Multi threading Online nnet3 decoder

1,277 views
Skip to first unread message

Prajwal Rao

unread,
Nov 29, 2017, 3:10:30 AM11/29/17
to kaldi-help
Hello Dan,

Is multi threading an online model such as online2-wav-nnet3-latgen-faster possible? (With the help of TaskSequencer)
In the case of kaldi gstream server, I have noticed that for every worker initialised the model is reloaded, which is unnecessary if the same model has to be loaded for every client request.

Also, could you please guide me in making the necessary changes in online2-wav-nnet3-latgen-faster.cc so that it uses the TaskSequencer to multithread multiple input wav files.

Any advise will be gladly appreciated.

Thank you,
Prajwal Rao

Daniel Povey

unread,
Nov 29, 2017, 12:56:13 PM11/29/17
to kaldi-help
The multithreading is definitely possible.  If you look at the core code in online2-wav-nnet3-latgen-faster.cc, you'll see that the objects that do the decoding, such as OnlineNnet2FeaturePipeline and SingleUtteranceNnet3Decoder, are lightweight and take only const references to the model and the decoding graph.  So the model and decoding graph can be loaded once and shared by multiple threads.
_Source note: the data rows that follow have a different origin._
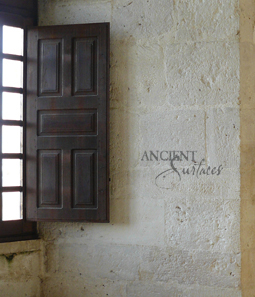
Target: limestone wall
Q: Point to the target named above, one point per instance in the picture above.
(175, 86)
(247, 115)
(22, 266)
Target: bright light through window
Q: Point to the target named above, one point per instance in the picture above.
(11, 126)
(13, 40)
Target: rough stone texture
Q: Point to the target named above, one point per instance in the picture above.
(21, 268)
(174, 86)
(247, 67)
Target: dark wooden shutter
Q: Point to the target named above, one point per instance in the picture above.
(67, 123)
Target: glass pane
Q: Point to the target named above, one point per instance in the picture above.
(12, 106)
(13, 40)
(11, 139)
(12, 206)
(12, 73)
(12, 174)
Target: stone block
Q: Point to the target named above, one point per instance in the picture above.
(174, 130)
(189, 268)
(65, 286)
(54, 12)
(141, 19)
(124, 144)
(22, 288)
(202, 224)
(138, 80)
(99, 261)
(202, 73)
(214, 20)
(223, 137)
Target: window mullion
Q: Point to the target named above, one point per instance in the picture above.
(1, 99)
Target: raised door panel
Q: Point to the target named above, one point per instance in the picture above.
(67, 123)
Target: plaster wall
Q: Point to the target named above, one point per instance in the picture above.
(247, 95)
(21, 268)
(175, 86)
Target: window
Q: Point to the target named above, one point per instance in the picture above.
(13, 224)
(64, 154)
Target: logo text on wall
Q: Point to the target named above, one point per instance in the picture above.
(176, 168)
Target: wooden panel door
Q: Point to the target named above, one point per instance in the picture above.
(67, 123)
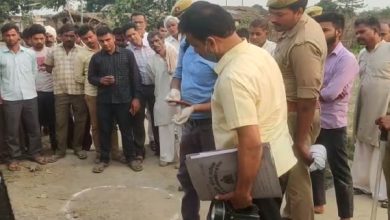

The gstreamer stuff isn't maintained by the core Kaldi team and I've decided not to expend my energy doing that.

Regarding using TaskSequencer to multithread the decoding of multiple input wav files: that is definitely possible and people who are more experienced in Kaldi programming will be able to do it, but I don't have time myself.  In any case, TaskSequencer probably isn't suitable for real-time (interactive) applications... my suspicion is that you don't really need online decoding and could probably accomplish what you need to accomplish using the existing decoding scripts.



--
Go to http://kaldi-asr.org/forums.html find out how to join
---
You received this message because you are subscribed to the Google Groups "kaldi-help" group.
To unsubscribe from this group and stop receiving emails from it, send an email to kaldi-help+unsubscribe@googlegroups.com.
To post to this group, send email to kaldi...@googlegroups.com.
To view this discussion on the web visit https://groups.google.com/d/msgid/kaldi-help/998c7616-ef7d-47a6-afe6-3d4bf05a5086%40googlegroups.com.
For more options, visit https://groups.google.com/d/optout.

Prajwal Rao

unread,
Nov 30, 2017, 1:55:06 AM11/30/17
to kaldi-help
Thank you for your quick informative reply sir. 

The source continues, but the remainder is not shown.